No-slip constraint between rope and pulley:

a = \alpha R

Key insight: If the pulley has inertia, then T_1 \neq T_2 (that difference is what produces net torque).

5. Common Mistakes & Traps

1. Using \tau=rF without the sine
   What goes wrong: You forget the angle and overestimate torque.
   Fix: Default to \tau=rF\sin\theta unless you’re sure the force is perpendicular.

2. Using the wrong angle \theta
   What goes wrong: You plug in the angle between the force and the horizontal, not between \vec{r} and \vec{F}.
   Fix: Always identify \vec{r} first; \theta is the angle from \vec{r} to \vec{F}.

3. Not using the perpendicular distance (moment arm) correctly
   What goes wrong: You use the distance to the point of application rather than the perpendicular distance to the force line of action.
   Fix: Either use rF\sin\theta or explicitly draw the line of action and find d.

4. Forgetting the beam’s own weight (or placing it at the wrong spot)
   What goes wrong: You treat a uniform beam’s weight as acting at an end.
   Fix: Uniform object weight acts at its center of mass (midpoint for uniform rod).

5. Mixing torques about different pivots
   What goes wrong: You compute one torque about the hinge and another about the center.
   Fix: In a single \sum \tau equation, every torque must be about the same pivot.

6. Sign errors (CW/CCW)
   What goes wrong: You assign signs based on force direction instead of rotation direction.
   Fix: Imagine the object free to rotate about the pivot: does that force make it turn CW or CCW?
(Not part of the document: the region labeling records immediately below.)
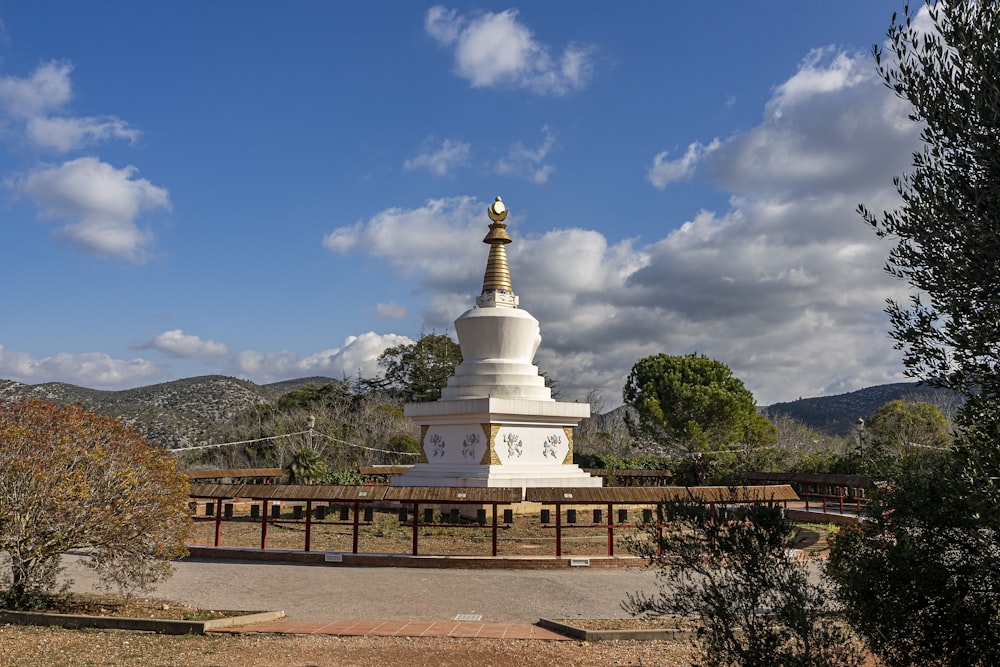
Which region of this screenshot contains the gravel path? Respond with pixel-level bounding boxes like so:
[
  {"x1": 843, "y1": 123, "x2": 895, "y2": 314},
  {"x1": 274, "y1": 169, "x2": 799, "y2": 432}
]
[{"x1": 58, "y1": 556, "x2": 656, "y2": 623}]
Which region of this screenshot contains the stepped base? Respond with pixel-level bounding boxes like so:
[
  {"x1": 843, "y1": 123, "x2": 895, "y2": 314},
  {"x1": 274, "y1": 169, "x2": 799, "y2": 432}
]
[{"x1": 391, "y1": 463, "x2": 604, "y2": 489}]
7. Assuming equilibrium means only \sum \tau=0
   What goes wrong: You forget \sum F_x=0 and \sum F_y=0, so you can’t solve all unknowns.
   Fix: For statics in 2D, you typically need three equations: \sum F_x=0, \sum F_y=0, \sum \tau=0.

8. Calling torque “joules”
   What goes wrong: You treat \text{N}\cdot\text{m} as energy.
   Fix: Torque unit is \text{N}\cdot\text{m}; energy is joules. Same base unit, different physical quantity.

6. Memory Aids & Quick Tricks

7. Quick Review Checklist

• You can compute torque using either \tau=rF\sin\theta **or** \tau=Fd (with d perpendicular).
• You always define torque about a specific pivot/axis.
• You assign torque signs by the rotation it causes (CCW +, CW -).
• For equilibrium: \sum F_x=0, \sum F_y=0, and \sum \tau=0.
• For rotational dynamics: \sum \tau = I\alpha (about the same axis as I).
• Forces through the pivot create zero torque.
• Weight forces act at the center of mass (especially for uniform beams).
• In pulley inertia problems, T_1\neq T_2 and \ (T_2-T_1)R=I\alpha.

You’ve got this—set the pivot smart, keep the perpendicular distance idea front-and-center, and torque problems become algebra.